A miniature paratrooper skid on the high glossed buffet and retreated to the line of family photos and a couple of golf trophies.
“How is it,” I asked Vivian, our neighbor, over tea, “that I never see pests in your house.” She cackled. “Believe me, we all have ‘em.”
“Well,” my eyes narrowed, “it’s about time they quit crossing our borders.” I slapped down the fly swatter upon an immigrant ant that ventured across our counter. Vivian jumped. “He didn’t have his green card.” I shrugged with a smile.
“Call pest control,” my neighbor thanked me for the tea and excused herself. If only these uninvited guests would be as considerate. My lip quivered as I watched an eight legged trapeze artist swing from one corner to a curtain.
We were invaded when we first built the house. But back in those days Joe would come to the rescue, clad in argyle socks, a Cantebury cap and Bermudas, ready to drive any vermin away. He was my hero.
Since then, between the mortgage, raising four kids, and just life, I learned to deal with the gross intruders myself.
In Joe’s spare time he could be found perfecting his golf swing, while my preoccupation had become the house, and everything in it, creepy crawlies included.
After an earful of overpriced estimations I closed my eyes. Time to face your trepidation and get these creatures out once and for all.
With an armful of insecticides, and enough mousetraps to take care of any wandering rodent in town, I held my head high as I gallantly strode through our hallways. Brandishing my nylon bristled wooden sword, with Rubbermaid etched across it’s band, I dared any beast to just try and spring up behind me.
The bandana, fastened tightly against my head, began to itch as I knew I was closing in. My forehead pulsed with excitement as I spotted my foe’s earlier whereabouts; a track of doo along the edges of the cupboard.
I tried to radio Joe, but he was gone out of the vicinity. My meager cell phone wouldn’t reach him through the thickened brush and oak trees that stood now as barriers.
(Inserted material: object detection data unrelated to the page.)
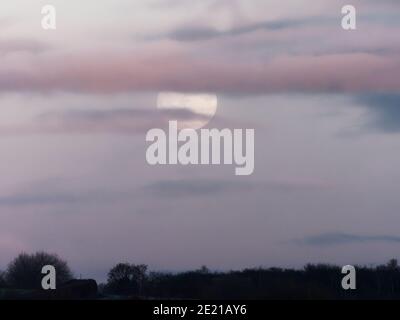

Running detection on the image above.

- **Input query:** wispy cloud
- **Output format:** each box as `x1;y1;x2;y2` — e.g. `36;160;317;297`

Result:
357;93;400;133
294;233;400;246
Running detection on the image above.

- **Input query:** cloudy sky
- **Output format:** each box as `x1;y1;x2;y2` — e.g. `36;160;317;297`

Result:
0;0;400;280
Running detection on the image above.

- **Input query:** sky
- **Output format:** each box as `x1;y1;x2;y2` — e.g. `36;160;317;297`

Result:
0;0;400;280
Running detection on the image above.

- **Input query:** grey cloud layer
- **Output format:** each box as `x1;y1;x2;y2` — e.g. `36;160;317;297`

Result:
295;233;400;246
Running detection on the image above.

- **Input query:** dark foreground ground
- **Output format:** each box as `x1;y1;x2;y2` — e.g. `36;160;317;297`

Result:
0;264;400;300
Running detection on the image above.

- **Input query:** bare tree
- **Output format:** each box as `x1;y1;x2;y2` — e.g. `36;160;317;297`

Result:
5;252;72;289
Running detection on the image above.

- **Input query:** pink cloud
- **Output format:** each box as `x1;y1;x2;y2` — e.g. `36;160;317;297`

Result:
0;48;400;94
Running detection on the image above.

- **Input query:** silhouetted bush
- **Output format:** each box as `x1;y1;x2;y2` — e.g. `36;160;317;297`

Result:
5;252;72;289
104;263;147;295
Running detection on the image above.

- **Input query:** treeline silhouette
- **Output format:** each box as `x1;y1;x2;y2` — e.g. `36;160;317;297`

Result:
0;252;400;299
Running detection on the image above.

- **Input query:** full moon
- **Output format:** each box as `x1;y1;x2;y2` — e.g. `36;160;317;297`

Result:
157;92;218;129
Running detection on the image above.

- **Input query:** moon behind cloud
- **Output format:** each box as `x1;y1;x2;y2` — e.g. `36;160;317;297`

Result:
157;92;218;129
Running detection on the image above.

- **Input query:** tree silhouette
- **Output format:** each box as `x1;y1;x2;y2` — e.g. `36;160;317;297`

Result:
106;263;147;295
5;252;72;289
Crraaasshh. A loud bang came from the garage and I set my aluminum canned artillery down. Gulping my fear, I inhaled more bravery and held my rapier made of timber above my head, just in case.
The door abruptly swung open and I jumped back in alarm, expecting my foe to now be walking on two feet.
A camouflage hat appeared through the doorway as I breathed a sigh of relief. It was my captain. He wielded an iron club and I spoke in confidence.
“You came to help,” my voice rose in exuberance.
“Actually, I was trying to find something.” Joe viewed my assemblage of weapons and smiled.
I was hoping for a word of acknowledgement. Instead, “Are we having fun?”
I glared at him through the sweat that now slid down my face, but he just ignored my passion and looked around.
“Have you seen my golf hat anywhere honey?" His eyes now met mine.
Suddenly a large dark enemy crawled towards us along the floor. “Crraack”, went my sword and I lifted it up to view the remains of squashed ant on the tips of my bludgeon.
“Good shot.” The commander patted me on the behind.
“So, honey,” he spoke casually. “Care to hit a few with me on the ‘ol green?”
I looked at my bristled rapier and for a second I thought of what I really wanted to do with it. Be nice. I thought quietly.
“You’ve been working hard and I know you and I don’t get out much lately. So I was thinking…” his voice carried through the hallway as I ran for my purse and a comb for my hair.
The weapons fell to the wayside. I was ready.
Another battle would begin shortly on another field. This time my sword would be a golf club and my beloved captain would be with me. I was just relieved to get out from these four walls, where webs spun wildly and paw printed plans were developing in obscure places.
I kissed Joe on the cheek. “My hero.” He chuckled and rubbed the camouflage paint streak from my face. “We’ve got to get out more.”